Singapore is using data on how different industries and segments of the population use energy to optimise its electricity system, Mr Chan said in a Bloomberg Television interview. It's also experimenting with how designs and material choice in buildings can reduce energy consumption, such as for air conditioning.
The city-state of about 5 million people is small enough that it can make changes to its power grid at a system level, yet large enough that the lessons from those tweaks can be applied to larger markets, Mr Chan said. That will allow Singapore to share its experience with the rest of the world.
"We are not too big and not too small," Mr Chan said in the Thursday interview. "We are in what we call a 'Goldilocks' position with a city of 5 million where you can try many of these new and innovative solutions."
Singapore has shifted its electricity mix over the past century from coal to oil to natural gas, which now generates about 95 per cent of the country's power.
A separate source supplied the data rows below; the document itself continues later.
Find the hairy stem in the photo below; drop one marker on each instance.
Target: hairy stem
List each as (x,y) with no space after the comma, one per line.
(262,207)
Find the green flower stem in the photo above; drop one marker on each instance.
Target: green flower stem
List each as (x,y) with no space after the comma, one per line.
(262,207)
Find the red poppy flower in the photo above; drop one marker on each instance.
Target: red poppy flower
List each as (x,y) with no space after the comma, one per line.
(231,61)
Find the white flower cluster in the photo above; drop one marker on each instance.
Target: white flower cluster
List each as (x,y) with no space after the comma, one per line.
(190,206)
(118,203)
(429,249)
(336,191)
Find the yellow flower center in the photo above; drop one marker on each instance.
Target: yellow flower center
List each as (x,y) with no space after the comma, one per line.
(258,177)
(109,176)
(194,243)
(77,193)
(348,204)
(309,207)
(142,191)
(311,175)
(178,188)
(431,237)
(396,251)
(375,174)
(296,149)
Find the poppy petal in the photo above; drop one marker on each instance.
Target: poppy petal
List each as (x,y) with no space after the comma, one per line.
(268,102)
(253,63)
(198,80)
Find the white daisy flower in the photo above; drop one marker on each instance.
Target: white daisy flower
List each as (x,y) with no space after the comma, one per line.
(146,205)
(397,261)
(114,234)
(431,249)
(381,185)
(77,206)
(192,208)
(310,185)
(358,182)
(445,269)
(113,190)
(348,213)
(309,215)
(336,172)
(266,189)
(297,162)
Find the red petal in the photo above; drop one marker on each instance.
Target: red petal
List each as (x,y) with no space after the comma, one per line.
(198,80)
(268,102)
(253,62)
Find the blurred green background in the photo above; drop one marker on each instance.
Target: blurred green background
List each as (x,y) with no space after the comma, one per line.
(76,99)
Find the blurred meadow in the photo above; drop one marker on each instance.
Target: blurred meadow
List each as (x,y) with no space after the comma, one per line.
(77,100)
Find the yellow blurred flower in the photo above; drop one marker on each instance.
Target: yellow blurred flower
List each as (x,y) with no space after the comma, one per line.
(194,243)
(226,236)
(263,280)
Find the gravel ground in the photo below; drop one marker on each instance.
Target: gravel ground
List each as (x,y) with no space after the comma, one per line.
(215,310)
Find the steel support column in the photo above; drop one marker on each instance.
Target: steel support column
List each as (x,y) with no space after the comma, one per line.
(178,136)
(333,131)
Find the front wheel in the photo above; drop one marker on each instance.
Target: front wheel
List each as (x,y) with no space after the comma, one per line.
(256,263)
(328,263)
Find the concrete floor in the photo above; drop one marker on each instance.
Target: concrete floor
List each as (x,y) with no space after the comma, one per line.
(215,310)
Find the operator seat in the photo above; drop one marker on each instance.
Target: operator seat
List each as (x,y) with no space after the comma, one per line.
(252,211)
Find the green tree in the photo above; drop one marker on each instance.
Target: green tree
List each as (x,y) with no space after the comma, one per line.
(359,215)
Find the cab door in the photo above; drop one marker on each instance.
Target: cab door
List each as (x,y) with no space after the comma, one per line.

The government announced ambitious plans last year to grow peak solar generation to 2 gigawatts by 2025 from about 140 megawatts in 2017.
The government also plans to impose a S$5 a ton carbon tax from 2020. The fee will affect large industrial facilities that produce 25,000 tons or more of greenhouse gases a year, such as oil refineries and power plants. The revenue from the tax would be used to fund more efficient energy production and to help companies improve energy efficiency.
Singapore has long been one of the world's largest oil refining and trading hubs, and the carbon tax could reduce profit margins at those plants by about 3 per cent in 2020, according to energy consultancy Wood Mackenzie Ltd. Mr Chan said those plants operate in a relatively more environmentally friendly way than those in other parts of the world.
"We are producing in a more efficient way for the rest of the world," he said. "If those products are not produced in Singapore, they would have been produced somewhere else, probably with less efficient, less green, less clean methods."